Anyone who tried to circumvent these restrictions landed in hot water.
For instance, Rahim Esenov the author of 30 books during the Soviet
era was forced to publish his three-decades-in-the-making historical epic
The Crowned Wanderer in Moscow in 2003; when he attempted to
smuggle 800 copies into Turkmenistan he was accused of “inciting
hatred” and placed under house arrest. International pressure got him to
New York to receive the PEN “Freedom to Write” award in April 2006, but
his book remained banned at home.

In February 2006 meanwhile Turkmenbashi declared war on authors of
the past: “Nobody reads books, people don’t go to libraries,” he
declared. “Central and student libraries will remain; the remainder need
to close.” But the war on reading had begun much earlier, specifically in
1993 when Turkmenistan had switched from the Cyrillic to the Latin
script. At a stroke, all new books were rendered inaccessible to the older
generation, while older books became inaccessible to the younger
generation. And with Russian language education on the decline, books
in that language were increasingly indecipherable. The nearly five million
Turkmen were left with the solipsistic ramblings of their “father”—who
continued to churn out volumes of poetry, history and even a sequel to
the Ruhnama before he died in December 2006, only to be replaced by
his personal dentist, Gurbanguly Berdymukhammedov.

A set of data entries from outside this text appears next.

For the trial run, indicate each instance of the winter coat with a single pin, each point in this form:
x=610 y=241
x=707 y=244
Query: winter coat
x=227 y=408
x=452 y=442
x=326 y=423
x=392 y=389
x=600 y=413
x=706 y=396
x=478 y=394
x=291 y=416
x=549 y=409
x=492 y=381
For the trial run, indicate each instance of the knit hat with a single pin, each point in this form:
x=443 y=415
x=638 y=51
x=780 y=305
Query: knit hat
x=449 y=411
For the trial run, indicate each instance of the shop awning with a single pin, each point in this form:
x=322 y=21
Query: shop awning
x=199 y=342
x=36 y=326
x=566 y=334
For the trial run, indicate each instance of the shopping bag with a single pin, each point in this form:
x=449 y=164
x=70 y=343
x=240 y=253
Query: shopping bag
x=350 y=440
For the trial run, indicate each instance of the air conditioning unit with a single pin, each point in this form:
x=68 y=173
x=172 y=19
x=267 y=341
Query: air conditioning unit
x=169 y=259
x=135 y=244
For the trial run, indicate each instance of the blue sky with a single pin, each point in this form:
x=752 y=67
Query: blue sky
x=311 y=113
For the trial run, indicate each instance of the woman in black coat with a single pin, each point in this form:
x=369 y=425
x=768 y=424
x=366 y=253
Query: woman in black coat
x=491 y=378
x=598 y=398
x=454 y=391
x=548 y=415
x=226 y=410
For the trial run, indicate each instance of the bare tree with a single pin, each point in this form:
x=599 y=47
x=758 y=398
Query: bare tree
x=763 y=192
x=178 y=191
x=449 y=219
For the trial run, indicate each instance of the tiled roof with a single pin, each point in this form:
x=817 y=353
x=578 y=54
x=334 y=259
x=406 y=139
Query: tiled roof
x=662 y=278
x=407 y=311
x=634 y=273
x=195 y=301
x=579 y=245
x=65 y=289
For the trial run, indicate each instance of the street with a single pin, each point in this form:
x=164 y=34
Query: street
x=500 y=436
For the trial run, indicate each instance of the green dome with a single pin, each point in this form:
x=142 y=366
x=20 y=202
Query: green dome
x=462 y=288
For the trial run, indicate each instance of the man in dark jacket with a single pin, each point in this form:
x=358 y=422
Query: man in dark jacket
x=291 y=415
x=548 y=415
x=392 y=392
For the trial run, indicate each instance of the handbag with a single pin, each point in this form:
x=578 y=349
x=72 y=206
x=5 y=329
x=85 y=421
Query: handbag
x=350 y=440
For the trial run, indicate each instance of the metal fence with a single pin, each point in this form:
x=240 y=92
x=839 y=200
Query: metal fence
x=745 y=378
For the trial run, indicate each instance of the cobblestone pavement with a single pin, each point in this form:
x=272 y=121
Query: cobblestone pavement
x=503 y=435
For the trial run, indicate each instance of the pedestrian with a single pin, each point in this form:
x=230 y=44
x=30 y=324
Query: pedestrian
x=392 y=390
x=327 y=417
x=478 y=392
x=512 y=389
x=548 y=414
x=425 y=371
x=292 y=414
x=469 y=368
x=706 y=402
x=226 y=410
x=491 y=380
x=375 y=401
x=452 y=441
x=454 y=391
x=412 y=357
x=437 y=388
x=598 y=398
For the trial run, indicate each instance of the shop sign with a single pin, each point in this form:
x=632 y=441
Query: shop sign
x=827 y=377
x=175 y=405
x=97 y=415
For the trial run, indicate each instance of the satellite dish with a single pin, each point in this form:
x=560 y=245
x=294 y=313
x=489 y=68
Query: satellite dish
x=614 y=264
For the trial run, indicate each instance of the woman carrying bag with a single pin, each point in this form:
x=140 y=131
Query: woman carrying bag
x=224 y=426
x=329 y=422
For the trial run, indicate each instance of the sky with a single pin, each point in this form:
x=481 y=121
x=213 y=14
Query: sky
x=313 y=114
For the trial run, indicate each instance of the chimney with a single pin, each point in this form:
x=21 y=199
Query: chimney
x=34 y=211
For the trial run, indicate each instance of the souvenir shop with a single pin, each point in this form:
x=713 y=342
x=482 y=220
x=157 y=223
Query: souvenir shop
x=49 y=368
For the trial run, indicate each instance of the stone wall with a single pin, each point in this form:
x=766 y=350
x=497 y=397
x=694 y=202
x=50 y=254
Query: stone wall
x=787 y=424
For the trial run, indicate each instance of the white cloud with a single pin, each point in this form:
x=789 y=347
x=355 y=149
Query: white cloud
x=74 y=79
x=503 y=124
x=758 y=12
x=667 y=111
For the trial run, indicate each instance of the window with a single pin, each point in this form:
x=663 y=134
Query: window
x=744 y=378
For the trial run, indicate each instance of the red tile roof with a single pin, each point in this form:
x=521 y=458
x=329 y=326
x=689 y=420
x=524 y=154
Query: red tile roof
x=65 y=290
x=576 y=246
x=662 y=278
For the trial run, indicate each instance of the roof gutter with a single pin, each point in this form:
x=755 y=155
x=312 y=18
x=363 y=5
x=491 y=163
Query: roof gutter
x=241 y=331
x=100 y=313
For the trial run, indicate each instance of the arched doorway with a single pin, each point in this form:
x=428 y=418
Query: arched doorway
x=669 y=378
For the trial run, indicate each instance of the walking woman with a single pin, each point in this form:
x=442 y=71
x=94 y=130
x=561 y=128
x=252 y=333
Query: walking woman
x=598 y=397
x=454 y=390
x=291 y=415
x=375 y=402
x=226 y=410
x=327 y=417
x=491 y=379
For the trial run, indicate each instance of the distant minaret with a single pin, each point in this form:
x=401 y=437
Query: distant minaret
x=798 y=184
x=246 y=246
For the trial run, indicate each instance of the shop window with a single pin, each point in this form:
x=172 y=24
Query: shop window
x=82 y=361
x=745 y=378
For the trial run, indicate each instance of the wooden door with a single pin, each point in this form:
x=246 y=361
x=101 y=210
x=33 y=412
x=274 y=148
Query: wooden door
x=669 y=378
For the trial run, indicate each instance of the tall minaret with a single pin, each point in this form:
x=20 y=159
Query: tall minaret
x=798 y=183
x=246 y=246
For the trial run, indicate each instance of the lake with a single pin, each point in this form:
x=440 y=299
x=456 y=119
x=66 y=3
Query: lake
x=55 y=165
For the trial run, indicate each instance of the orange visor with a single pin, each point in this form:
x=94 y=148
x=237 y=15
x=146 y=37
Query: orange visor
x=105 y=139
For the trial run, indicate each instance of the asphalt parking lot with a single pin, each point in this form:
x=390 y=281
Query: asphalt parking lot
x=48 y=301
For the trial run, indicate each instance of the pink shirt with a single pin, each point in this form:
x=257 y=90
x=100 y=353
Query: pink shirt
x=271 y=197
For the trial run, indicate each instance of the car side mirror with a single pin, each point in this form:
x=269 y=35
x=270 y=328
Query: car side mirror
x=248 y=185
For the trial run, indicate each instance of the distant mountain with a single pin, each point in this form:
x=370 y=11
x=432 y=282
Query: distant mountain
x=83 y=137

Since then Turkmenistan has remained an isolated totalitarian state, and
without a raving megalomaniac to attract international attention, media
reports on the country are rarer than ever. This September, however, a
Turkmen delegation attended the Moscow International Book Fair for the
first time in fifteen years, a striking development considering the cultural
apocalypse that was raging only three years ago. State media reported
optimistically on what was achieved:

“For the first time in a long time, the Turkmen publishers reminded the
Russian publishing market of their existence. They did it not as timid
beginners, but as having a status of worthy holders of advanced
technology able to handle the most complex orders.”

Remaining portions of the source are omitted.